Bank of America Securities' Vogel agrees: "It's better that those people go off and do other things, rather than try to squeeze a square peg into a round hole."

In the case of Allaire, the core members who did stay on brought with them the archival memory of the company's beginnings,something new employees could respect and look up to.

And Allaire found an innovative way to combine its newfound status as megaplayer with its old start-up creativity: product teams. Inspired by Microsoft's product-team models, Allaire decided to create teams that would be in charge of the creation and development of individual new products, allowing the teams to act almost as if they were start-ups.

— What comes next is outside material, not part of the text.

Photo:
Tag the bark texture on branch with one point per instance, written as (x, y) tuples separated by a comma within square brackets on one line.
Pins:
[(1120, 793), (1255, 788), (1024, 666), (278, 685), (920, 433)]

"It's been a great success. We've gone from having one

product to having five. And the latest,Spectra, launched only last year,now accounts for 25 percent of our total revenue," Jeremy says.

What To Watch For

Recognizing the makeup of a corporate leader who's in it for the long haul

  • Going corporate is not always a part of the entrepreneurial personality. Those businesspeople get bored with the mundane details.

  • Some founders can't move their companies onto the next wave; if they stay on too long, the company suffers.

  • At a point, the freewheeling start-up needs to have "process," but it must take care not to become inflexible.

  • Ensure top executives can step into any number of roles, depending on the situation.

  • A good leader has short-term goals (e.g., emphasis on marketing), as well as long-term goals (e.g., innovation).

    Five Tips To Help Start-Ups Become Grown-Ups

    Successfully moving a company to the next level takes expertise

    1 Automate: "In the beginning, many things are designed from scratch, and companies try to accommodate their clients' demands,no matter how impractical,because they are just starting out," says Richard Ptak, an analyst with Hurwitz Group, Framingham, Mass. "But there is a time in a company's life when it cannot afford to start from scratch anymore,it must automate certain tasks, use templates for things like contracts and project proposals. That frees up time and energy for creative demands."

    2 Stay open and communicative: "When a start-up makes that leap to becoming an established company and they bring in MBAs and traditional business types from the outside, there can be heightened sensitivities on both sides of the cultural fence," Ptak says. "It's important that people be encouraged to communicate, stay open to other ways of doing things, and to learn from and be tolerant of one another."

    3 Project management: "Typically, you want the group working on the project to be arranged in a hub-and-spokes type structure, not a pyramid hierarchy, because pyramid hierarchies aren't good at getting things done; they're good for planning and control," says Peter Kampas, who teaches a course called "Managing Technology With Innovation" at the business school of Babson College in Wellesley, Mass.

    4 Outsource when possible: "When a company reaches a certain size, it might want to go to an application service provider to handle things like supply-chain management, accounts payable and receivable, HR, and more," Kampas says.

    5 Bring in outside guns: "At the pre- and post-IPO stages of a company, you really want to consider bringing in a CEO with past experience in the field," Kampas says."The person you want to look for is somebody who is well-networked in the industry, has access to money and resources and potential partners."